Dalrymple was selected for England's first two games of 2007 Cricket World Cup. However, after posting only scores of 2 and 3, and taking only one wicket, he was dropped. He did, however, return for England's final game of the Super 8 series against the West Indies.

== Personal life ==
Like former Middlesex teammates Andrew Strauss and Ben Hutton, Dalrymple was educated at Radley College, before going on to study Modern History at St Peter's College, Oxford, achieving a 2:1 whilst also captaining the Blues.
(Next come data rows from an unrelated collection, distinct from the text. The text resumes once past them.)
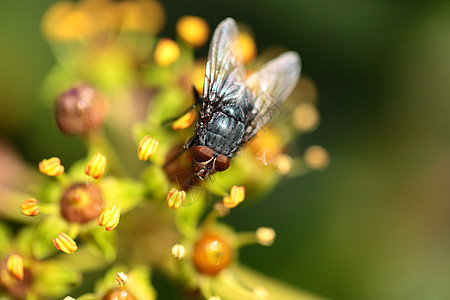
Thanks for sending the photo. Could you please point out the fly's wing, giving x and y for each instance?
(270, 86)
(224, 71)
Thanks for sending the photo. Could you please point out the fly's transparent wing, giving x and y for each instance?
(270, 86)
(224, 71)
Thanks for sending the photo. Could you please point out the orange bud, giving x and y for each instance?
(175, 198)
(64, 243)
(51, 166)
(167, 51)
(14, 265)
(237, 195)
(29, 207)
(110, 218)
(147, 147)
(96, 166)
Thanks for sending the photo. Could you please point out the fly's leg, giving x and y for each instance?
(198, 100)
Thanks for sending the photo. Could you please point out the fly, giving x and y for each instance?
(232, 108)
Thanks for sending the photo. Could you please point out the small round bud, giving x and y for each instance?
(96, 166)
(110, 218)
(29, 207)
(185, 121)
(193, 30)
(65, 243)
(121, 279)
(211, 254)
(51, 167)
(147, 147)
(81, 203)
(175, 198)
(119, 294)
(316, 157)
(167, 51)
(178, 251)
(14, 265)
(265, 236)
(237, 195)
(80, 110)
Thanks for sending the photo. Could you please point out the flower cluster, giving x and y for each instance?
(133, 198)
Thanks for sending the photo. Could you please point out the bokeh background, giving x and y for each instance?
(376, 223)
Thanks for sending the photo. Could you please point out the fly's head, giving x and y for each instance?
(207, 162)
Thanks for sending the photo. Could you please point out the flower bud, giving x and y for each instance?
(14, 265)
(64, 243)
(147, 147)
(178, 251)
(237, 195)
(96, 166)
(175, 198)
(167, 51)
(29, 207)
(211, 254)
(80, 110)
(121, 279)
(193, 30)
(185, 120)
(51, 166)
(110, 218)
(265, 236)
(81, 203)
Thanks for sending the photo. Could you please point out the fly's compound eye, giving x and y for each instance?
(222, 163)
(202, 154)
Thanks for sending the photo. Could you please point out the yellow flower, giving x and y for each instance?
(64, 243)
(178, 251)
(121, 279)
(175, 198)
(51, 166)
(265, 236)
(147, 147)
(167, 51)
(109, 218)
(29, 207)
(14, 264)
(96, 166)
(185, 120)
(237, 195)
(193, 30)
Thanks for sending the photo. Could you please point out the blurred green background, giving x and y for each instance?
(376, 223)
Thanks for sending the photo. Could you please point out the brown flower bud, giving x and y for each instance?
(81, 203)
(80, 110)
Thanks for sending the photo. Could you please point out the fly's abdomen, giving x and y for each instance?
(225, 130)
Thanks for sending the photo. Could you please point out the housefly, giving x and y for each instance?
(234, 108)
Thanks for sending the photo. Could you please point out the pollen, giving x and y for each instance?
(147, 147)
(237, 195)
(63, 242)
(175, 198)
(51, 166)
(193, 30)
(167, 51)
(109, 218)
(96, 166)
(185, 121)
(29, 207)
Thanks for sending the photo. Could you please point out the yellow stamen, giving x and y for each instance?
(109, 218)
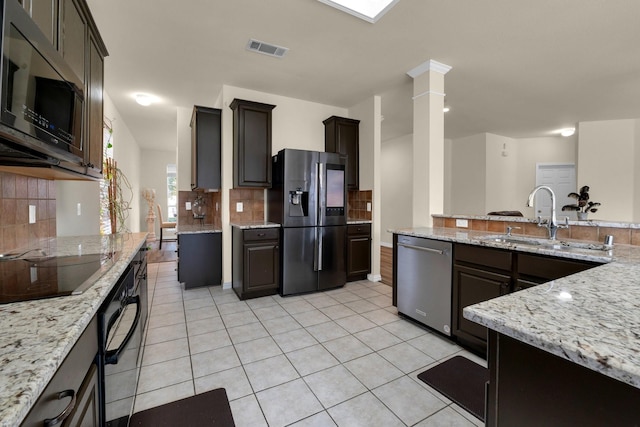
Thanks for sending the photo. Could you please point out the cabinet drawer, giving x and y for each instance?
(549, 268)
(261, 234)
(486, 257)
(359, 229)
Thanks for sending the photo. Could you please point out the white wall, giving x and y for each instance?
(127, 154)
(68, 195)
(607, 164)
(396, 185)
(369, 114)
(468, 175)
(154, 164)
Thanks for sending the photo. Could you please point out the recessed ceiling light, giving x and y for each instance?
(145, 99)
(567, 131)
(369, 10)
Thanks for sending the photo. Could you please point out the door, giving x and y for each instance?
(298, 255)
(561, 177)
(332, 271)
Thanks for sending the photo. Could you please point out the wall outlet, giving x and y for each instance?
(463, 223)
(32, 214)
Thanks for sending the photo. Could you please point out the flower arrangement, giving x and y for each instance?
(583, 204)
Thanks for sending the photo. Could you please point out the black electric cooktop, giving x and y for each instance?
(47, 277)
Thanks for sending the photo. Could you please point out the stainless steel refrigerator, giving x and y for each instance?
(309, 199)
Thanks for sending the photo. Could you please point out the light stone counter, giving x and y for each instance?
(591, 318)
(197, 229)
(37, 335)
(255, 224)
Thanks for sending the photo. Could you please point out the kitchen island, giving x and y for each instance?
(565, 350)
(37, 335)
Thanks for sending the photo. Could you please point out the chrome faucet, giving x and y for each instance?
(552, 224)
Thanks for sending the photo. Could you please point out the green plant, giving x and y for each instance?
(583, 204)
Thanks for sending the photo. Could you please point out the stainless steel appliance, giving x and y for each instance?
(121, 322)
(424, 281)
(308, 198)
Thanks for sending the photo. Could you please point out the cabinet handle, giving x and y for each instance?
(50, 422)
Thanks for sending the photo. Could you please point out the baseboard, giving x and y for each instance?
(374, 277)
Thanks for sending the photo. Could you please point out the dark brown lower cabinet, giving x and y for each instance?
(358, 251)
(481, 273)
(199, 259)
(256, 260)
(531, 387)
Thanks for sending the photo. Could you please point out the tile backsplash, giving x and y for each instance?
(212, 208)
(17, 192)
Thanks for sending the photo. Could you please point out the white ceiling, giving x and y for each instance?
(521, 68)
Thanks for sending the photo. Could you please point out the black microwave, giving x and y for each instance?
(42, 99)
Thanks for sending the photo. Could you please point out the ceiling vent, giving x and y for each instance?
(266, 49)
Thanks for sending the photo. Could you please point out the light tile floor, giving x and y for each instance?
(336, 358)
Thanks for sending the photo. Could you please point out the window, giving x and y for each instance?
(172, 193)
(107, 152)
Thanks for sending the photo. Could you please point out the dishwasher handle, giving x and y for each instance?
(420, 248)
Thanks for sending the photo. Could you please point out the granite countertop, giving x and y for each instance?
(589, 222)
(591, 318)
(255, 224)
(197, 229)
(37, 335)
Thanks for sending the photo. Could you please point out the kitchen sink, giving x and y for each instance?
(544, 243)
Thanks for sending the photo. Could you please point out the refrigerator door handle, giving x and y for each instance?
(322, 193)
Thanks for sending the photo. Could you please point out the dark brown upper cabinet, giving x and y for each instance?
(251, 144)
(205, 148)
(341, 135)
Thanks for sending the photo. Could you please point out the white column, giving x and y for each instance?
(428, 141)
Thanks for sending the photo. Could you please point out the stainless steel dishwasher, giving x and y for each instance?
(424, 281)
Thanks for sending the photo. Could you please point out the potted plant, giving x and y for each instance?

He is married to Sophie Sackler of the Sackler family, most known as the family behind Purdue Pharma, the makers of OxyContin, the pain relief medication at the centre of an opioid crisis in the US.

His grandfather, Ian Dalrymple, was a successful screenwriter, film director, and producer, who introduced Dirk Bogarde to the British Cinema in "Esther Waters" (1948).